Javaで扱われる演算子のうち、よく使うものを挙げておきます。
■ 算術演算子
演算子 | はたらき |
---|---|
+ | 足し算 |
- | 引き算 |
* | かけ算 |
/ | 割り算 |
% | 剰余 |
表 3 算術演算子
上の四つは数学でいう四則演算を行うものです。注意が必要なのは、int 型での割り算です。数学では 7÷2 = 3.5 ですが、コンピュータに整数型で計算させると答えは3になります。小数部が切り捨てられるのです。
最後の剰余演算子は割り算の余りを求めるのに使うことができます。例えば数学(算数)では7÷4 = 1あまり3 です。これと同じように、コンピュータに整数型で計算させたとき、7%4 は 3 となります。
実際のプログラムで見てみましょう。
Sample06.java
01|public class Sample06{ 02| public static void main( String[] args){ 03| int a = 7; 04| 05| int x = 7 / 2; 06| int y = 7 % 4; 07| 08| System.out.println( "x = " + x + ", y = " + y); 09| } 10|}
このプログラムを実行すると、どのような出力が得られるか予想がつきますでしょうか。上の説明を読めばわかりますね。
C:\jprogram>java Sample06 x = 3, y = 3
本書で剰余演算子を使用することはありませんが、他のところでプログラムを読むときには出てくることがあるかもしれません。
■ インクリメント・ディクリメント演算子
インクリメント演算子(++)、ディクリメント演算子(--)は数を表す変数、または数を表す配列要素にのみ適用できる演算子です。
インクリメント演算子とディクリメント演算子は前置した場合 (++i) と後置した場合 (i++) で意味が異なります。例を挙げて説明します。次のプログラムソースを見て下さい。
Sample07.java
01|public class Sample07{ 02| public static void main( String[] args){ 03| int a = 100; 04| int b = 100; 05| 06| int x = ++a * 10; 07| int y = b++ * 10; 08| 09| System.out.println( "a = " + a + ", x = " + x); 10| System.out.println( "b = " + b + ", y = " + y); 11| } 12|}
Sample07の実行結果は次のようになります。
C:\jprogram>java Sample07 a = 101, x = 1010 b = 101, y = 1000
xの値とyの値の違いはどのようにして生じたのでしょうか。
Sample07.java をインクリメント演算子を用いずに書くと次のようになります。
Sample08.java
01|public class Sample08{ 02| public static void main( String[] args){ 03| int a = 100; 04| int b = 100; 05| 06| a = a + 1; 07| int x = a * 10; 08| 09| int y = b * 10; 10| b = b + 1; 11| 12| System.out.println( "a = " + a + ", x = " + x); 13| System.out.println( "b = " + b + ", y = " + y); 14| } 15|}
これを見るとわかるように、前置と後置の違いは、足し算の評価が式の評価より先に行われるか、あとに行われるかということです。
■ 関係と比較の演算子
演算子 | はたらき |
---|---|
> | より大きい |
>= | より大きいまたは等しい |
< | より小さい |
<= | より小さいまたは等しい |
== | 等しい |
!= | 等しくない |
表 4 関係と比較の演算子
関係と比較の演算子はbooleanの値、つまり真か偽かを返します。

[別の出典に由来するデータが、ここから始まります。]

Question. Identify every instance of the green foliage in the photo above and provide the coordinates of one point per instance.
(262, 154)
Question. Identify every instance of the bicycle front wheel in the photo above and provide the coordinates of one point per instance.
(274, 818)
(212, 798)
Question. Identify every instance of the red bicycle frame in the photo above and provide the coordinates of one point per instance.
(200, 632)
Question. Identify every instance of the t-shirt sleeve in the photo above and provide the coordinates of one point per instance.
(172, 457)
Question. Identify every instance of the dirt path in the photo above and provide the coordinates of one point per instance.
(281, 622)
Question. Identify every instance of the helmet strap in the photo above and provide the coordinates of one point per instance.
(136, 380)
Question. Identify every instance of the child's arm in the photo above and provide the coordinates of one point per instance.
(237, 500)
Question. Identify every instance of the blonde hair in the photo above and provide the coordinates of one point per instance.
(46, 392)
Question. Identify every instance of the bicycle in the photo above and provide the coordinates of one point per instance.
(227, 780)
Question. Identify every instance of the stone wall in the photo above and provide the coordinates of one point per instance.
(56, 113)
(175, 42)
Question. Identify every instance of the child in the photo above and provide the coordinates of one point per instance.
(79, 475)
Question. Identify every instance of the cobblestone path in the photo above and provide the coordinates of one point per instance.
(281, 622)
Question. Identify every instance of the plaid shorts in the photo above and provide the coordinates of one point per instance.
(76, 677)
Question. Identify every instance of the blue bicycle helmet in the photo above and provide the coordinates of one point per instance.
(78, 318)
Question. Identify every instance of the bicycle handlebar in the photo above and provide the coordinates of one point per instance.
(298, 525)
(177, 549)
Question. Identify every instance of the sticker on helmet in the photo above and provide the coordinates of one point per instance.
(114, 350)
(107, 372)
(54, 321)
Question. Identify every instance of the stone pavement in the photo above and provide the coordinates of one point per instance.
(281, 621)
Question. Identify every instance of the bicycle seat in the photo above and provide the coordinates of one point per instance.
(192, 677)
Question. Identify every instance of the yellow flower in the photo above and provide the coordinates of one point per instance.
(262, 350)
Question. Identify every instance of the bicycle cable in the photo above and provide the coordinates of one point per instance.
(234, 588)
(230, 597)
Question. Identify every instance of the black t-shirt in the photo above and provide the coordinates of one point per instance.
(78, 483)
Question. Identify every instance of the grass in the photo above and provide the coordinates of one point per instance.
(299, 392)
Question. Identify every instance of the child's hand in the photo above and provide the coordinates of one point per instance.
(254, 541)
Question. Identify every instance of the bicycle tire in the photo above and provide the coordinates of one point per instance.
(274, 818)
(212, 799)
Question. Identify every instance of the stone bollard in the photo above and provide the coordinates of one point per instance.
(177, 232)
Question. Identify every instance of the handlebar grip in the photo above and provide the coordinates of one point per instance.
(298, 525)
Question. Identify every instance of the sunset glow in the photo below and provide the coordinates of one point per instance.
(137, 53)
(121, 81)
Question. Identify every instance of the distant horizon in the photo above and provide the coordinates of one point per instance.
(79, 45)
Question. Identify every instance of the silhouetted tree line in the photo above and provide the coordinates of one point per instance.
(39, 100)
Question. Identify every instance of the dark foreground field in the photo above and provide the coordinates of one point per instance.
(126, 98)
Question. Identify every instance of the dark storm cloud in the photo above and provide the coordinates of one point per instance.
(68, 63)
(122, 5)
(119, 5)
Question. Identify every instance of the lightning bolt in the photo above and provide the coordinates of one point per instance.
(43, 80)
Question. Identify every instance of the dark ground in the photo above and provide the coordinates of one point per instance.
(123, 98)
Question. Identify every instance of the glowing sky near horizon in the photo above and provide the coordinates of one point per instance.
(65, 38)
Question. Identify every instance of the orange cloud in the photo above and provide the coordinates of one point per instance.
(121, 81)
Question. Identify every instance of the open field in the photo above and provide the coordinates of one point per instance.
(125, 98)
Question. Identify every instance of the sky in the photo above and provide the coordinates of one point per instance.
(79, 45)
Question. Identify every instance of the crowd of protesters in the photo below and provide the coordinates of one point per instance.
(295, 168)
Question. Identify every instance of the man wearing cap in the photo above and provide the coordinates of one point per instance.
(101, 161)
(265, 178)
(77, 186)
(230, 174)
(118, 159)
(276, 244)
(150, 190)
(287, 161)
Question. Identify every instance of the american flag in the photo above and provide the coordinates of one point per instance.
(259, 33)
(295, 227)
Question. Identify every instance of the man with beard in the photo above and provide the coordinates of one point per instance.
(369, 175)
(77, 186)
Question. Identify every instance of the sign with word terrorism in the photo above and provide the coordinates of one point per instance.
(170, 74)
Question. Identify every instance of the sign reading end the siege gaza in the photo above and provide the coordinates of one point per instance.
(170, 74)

これらの演算子はとても良く使いますので覚えておいて下さい。
筆者は「より大きいまたは等しい」を表す演算子の記法が「>=」だったか「=>」だったかわからなくなることがよくありました。そんなときは英語で考えるとわかります。英語で「〜以上」を意味するのは greater equal です。要するに順番としては「より大きい」が先にきて、つづいて「(または)等しい」がくることになります。「以下」も less equal ですので <= となりますね。
■ 論理演算子
演算子 | はたらき |
---|---|
& | 論理積 (かつ) AND |
| | 論理和 (または) OR |
^ | 排他的論理和 XOR |
! | 論理否定 |
&& | ショートサーキット AND |
|| | ショートサーキット OR |
表 5 論理演算子
この中でよく使うのは「ショートサーキット AND」 と「ショートサーキット OR」でしょう。プログラム例を示します。
Sample09.java
01|public class Sample09{ 02| public static void main( String[] args){ 03| int a = 10; 04| int b = 5; 05| 06| // Short-circuit OR 07| System.out.println( (a+b) < 10 || (a - b) < 10); 08| 09| // Short-circuit AND 10| System.out.println( (a+b) < 10 && (a - b) < 10); 11| } 12|}
結果は次のようになります。
C:\jprogram>java Sample09 true false
6行目と10行目でショートサーキット演算子を使用しています。演算子「||」はまず左辺の条件式を評価 し、その結果が真であれば真を返します。左辺が偽の場合には右辺を評価し、右辺が真であれば真を、偽であれば偽を返します。また、演算子「&&」はまず左辺の条件式を評価し、その結果が真であれば右辺を評価します。右辺の条件式も真の場合には真を返します。それ以外の場合には偽を返します。
なんだかややこしいですか?表にまとめてみました。
左辺 | 右辺 | | または || (OR) | & または&& |
---|---|---|---|
真 | 真 | 真 | 真 |
真 | 偽 | 真 | 偽 |
偽 | 真 | 真 | 偽 |
偽 | 偽 | 偽 | 偽 |
表 6 論理演算子
さきほど見たように、まず左辺を評価し、右辺が評価されるかどうかは左辺の結果次第です。一方、「&」や「|」は両辺の式が必ず評価されます。これは例えば次のようなプログラムを書いたときに差が出てきます。本書ではもっぱらショートサーキット演算子を使用します。
Sample10.java
01|public class Sample10{ 02| public static void main( String[] args){ 03| int i = 0; 04| int j = 0; 05| 06| // 論理演算子 (右辺は評価される) 07| System.out.println( i < 0 & ++i > 0); 08| System.out.println( j >= 0 | ++j > 0); 09| System.out.println( "i = " + i + ", j = " + j); 10| 11| // ショートサーキット演算子 (左辺によっては右辺は評価されない) 12| i = 0; 13| j = 0; 14| System.out.println( i < 0 && ++i > 0); 15| System.out.println( j >= 0 || ++j > 0); 16| System.out.println( "i = " + i + ", j = " + j); 17| } 18|}
実行結果は次のようになります。予想できましたか?
C:\jprogram>java Sample10 false true i = 1, j = 1 false true i = 0, j = 0
■ その他の演算子
Java にはいままでに紹介した演算子の他にもいろいろな演算子があります。しかし本書で理解している必要があるのは上述の演算子くらいです。より詳しく学びたい場合にはJavaの入門書にあたってみてください。